I despise self-pity. I was raised that way. "Being in a bad mood is a choice," my mother would always say. But last night, I indulged in an attitude I abhor, and it was wonderful. It was one of those nights when you want nothing better than to curl up in a cozy ball and talk to no one. After talking things over with my editor I concluded that my stories for the next day were settled enough that I could pay attention to the need to rest my cringing body. Simply slipping some tennis shoes on, I grabbed my keys and headed out the door in my North Star sweats. I don't go out in sweats. It makes me feel like everyone is looking at me thinking that I'm a lazy person who has no self respect. Last night I had a little too much self-respect.

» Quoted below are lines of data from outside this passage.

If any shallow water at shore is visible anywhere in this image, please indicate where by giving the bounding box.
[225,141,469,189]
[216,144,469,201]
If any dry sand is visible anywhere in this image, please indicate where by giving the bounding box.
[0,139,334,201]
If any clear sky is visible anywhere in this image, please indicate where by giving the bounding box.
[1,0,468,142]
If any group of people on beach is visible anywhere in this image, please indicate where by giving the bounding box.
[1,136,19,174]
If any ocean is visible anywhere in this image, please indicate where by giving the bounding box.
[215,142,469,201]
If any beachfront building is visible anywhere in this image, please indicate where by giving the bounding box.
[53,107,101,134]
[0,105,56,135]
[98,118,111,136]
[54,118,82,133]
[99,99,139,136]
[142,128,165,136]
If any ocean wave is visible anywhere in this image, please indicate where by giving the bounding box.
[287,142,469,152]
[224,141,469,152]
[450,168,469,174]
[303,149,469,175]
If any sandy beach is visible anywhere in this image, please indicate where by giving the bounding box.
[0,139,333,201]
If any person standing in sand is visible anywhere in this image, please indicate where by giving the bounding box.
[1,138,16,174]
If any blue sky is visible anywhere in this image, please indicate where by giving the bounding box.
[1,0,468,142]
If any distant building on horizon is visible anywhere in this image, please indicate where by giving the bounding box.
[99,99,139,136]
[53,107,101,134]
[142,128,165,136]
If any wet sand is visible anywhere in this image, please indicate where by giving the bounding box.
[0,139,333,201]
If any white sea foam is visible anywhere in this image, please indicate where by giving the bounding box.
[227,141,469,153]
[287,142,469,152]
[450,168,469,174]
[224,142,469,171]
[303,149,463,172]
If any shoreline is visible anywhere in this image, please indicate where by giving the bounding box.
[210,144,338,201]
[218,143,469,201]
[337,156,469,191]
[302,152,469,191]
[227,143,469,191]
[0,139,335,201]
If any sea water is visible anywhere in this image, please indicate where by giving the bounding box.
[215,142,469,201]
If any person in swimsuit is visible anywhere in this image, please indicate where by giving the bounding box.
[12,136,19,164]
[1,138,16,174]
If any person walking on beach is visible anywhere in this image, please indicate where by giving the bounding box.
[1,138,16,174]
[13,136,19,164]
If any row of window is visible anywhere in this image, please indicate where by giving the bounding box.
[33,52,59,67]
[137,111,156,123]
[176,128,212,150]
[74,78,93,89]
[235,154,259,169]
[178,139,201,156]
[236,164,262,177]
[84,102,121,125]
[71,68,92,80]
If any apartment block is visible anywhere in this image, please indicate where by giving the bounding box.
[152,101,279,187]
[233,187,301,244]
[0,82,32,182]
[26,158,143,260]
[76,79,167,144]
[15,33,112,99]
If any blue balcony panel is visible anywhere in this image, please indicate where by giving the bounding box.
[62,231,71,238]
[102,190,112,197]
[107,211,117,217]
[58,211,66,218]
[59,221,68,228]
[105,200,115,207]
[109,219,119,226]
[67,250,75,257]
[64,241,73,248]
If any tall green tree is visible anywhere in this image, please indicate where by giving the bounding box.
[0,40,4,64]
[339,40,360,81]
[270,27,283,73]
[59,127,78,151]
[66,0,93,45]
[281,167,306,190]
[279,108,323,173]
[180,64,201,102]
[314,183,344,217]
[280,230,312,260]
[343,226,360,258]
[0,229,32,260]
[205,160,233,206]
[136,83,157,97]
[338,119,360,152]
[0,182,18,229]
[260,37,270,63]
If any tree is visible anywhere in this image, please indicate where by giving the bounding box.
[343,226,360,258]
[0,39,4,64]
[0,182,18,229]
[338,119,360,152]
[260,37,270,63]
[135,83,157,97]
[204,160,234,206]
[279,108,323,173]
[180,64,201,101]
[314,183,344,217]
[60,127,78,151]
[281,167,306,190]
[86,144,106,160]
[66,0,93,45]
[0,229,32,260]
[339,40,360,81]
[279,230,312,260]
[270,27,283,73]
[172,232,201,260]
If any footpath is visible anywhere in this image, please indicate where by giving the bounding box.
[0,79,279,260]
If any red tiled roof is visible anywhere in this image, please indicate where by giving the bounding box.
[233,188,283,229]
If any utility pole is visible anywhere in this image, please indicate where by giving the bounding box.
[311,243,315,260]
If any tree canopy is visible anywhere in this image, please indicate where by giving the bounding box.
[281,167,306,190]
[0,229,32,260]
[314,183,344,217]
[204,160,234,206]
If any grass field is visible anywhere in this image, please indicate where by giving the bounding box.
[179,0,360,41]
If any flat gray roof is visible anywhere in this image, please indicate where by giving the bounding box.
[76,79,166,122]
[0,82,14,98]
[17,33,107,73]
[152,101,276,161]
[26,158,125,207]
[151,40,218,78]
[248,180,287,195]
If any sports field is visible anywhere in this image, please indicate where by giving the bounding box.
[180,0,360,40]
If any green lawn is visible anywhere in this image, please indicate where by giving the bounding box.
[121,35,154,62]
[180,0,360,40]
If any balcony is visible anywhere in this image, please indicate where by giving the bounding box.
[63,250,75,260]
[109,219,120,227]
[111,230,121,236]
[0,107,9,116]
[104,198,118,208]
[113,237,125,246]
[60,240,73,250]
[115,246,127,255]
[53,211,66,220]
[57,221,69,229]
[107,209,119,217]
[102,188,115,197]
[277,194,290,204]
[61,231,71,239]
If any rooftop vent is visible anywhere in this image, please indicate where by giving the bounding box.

I didn't care what another soul in the world thought.
When I got to Albertson's I stood at the end of the isle gazing at the pints of Ben and Jerry's ice cream. After a few minutes I juggled the things in my arms in order to open the ice freezer door. ( I have a theory of starting out without a basket to help keep spending under control and use the arms I was given). The glass fogged up as a slowly reached for the Chunky Monkey and let the door slam shut.
hmm, I thought.
I know I used to liked this once, but I have never liked nuts in my ice cream. I rested towards one foot, and then the other. A couple scooted past me, making sure they had gathered every kind of snack they could possibly need for the many movies they rented. I tried holding just the cardboard on the lid and bottom of the pint so that it wouldn't freeze my hands.
No, this isn't safe enough. I KNOW I like heath. But there were too many options.
Vanilla? Coffee? Everything but the....I finally chose the heath vanilla pint and headed towards the self check out so that no checker would see my obvious selection of pitiful items. At home I shut my door, snuggled into bed with my laptop Gala, picking out another safe selection
--Little Women. Thank you, Luisa May Alcott.
I shmirked with deleight when Jo put on her writing cap, a tradition I have picked up myself. I scoffed at Amy's prudishness, and once again wished Beth would wake up to reality. When Jo rushed into the kitchen and yelled at Meg for falling for Brooks, I was right there with her exclaiming "Why does anyone have to get married!? Why can't we all just stay as we are!" I pushed the wet streaks up across my cheek bones and cherished every moment of it.
I am Jo. More than any fictional character that I've ever read. I don't know if I became her, or if she fits me, but either way, she never gets old. And neither does an occasional indulgence of B & J's, pillows and sweat pants.